En quelque sorte, nous neutralisons les cessions intragroupes éventuelles intervenant dans le délai de deux années de l'acquisition des titres dont il s'agit.

Le sous-amendement n° I-456, présenté par le Gouvernement, est ainsi libellé :

Amendement I-7, alinéa 3

Remplacer les mots :

le régime des plus-values et moins-values à long terme s'applique aux

par les mots :

il est sursis, jusqu'à leur cession à une entreprise non liée à l'entreprise cédante ou leur annulation, à l'imposition des

La parole est à M. le secrétaire d'État.

M. Georges Tron, secrétaire d'État. Monsieur le rapporteur général, je comprends parfaitement, et pour cause, l'esprit comme la lettre de votre amendement.

Il s'agit de mettre fin à des montages permettant à des groupes de faire tourner les titres de leurs filiales et, ainsi, de céder les titres qui se sont dépréciés à des sociétés soeurs de façon à révéler leurs moins-values latentes et déduire tout simplement celles-ci de leur résultat imposable.

Je suis favorable à cet amendement qui va, à l'évidence, dans la bonne direction.

Cependant, pour prévenir d'autres montages potentiels de ce type, je propose, par mon sous-amendement, de remplacer l'exonération que vous envisagez par un sursis d'imposition, afin d'éviter tout risque de détournement du dispositif que vous proposez.

Mme la présidente. Les deux sous-amendements suivants sont identiques.

Le sous-amendement n° I-448 est présenté par M. Jégou.

Le sous-amendement n° I-462, présenté par MM. du Luart et P. Dominati.

Ces deux sous-amendements sont ainsi libellés :

Compléter l'amendement n° I-7 par deux alinéas ainsi rédigés :

« Le a septies ne s'applique pas lorsque la cession à l'entreprise cessionnaire est faite dans l'objectif d'une cession à une personne non liée au sens du 12 de l'article 39.

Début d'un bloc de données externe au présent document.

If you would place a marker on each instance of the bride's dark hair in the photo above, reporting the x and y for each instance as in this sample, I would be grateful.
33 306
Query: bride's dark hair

« Les dispositions du a septies s'appliquent aux exercices ouverts à compter du 1 er janvier 2011. »

La parole est à M. Jean-Jacques Jégou, pour présenter l'amendement n° I-448.

M. Jean-Jacques Jégou. L'application du régime des plus-values et moins-values à long terme aux cessions de titres de participation entre entreprises liées, quelle que soit la durée de détention des titres, est susceptible de pénaliser certaines opérations de restructuration intragroupe, en particulier les fusions, déjà réalisées ou en cours de finalisation, qui obéissaient à une logique économique de réorganisation ou de simplification des structures. Les opérations de restructuration préalables à une cession hors groupe doivent donc être exclues du champ du dispositif.

Il apparaît nécessaire, par ailleurs, d'éviter tout impact rétroactif de cette mesure et, en conséquence, d'en limiter l'application aux exercices ouverts à compter du 1 er janvier 2011.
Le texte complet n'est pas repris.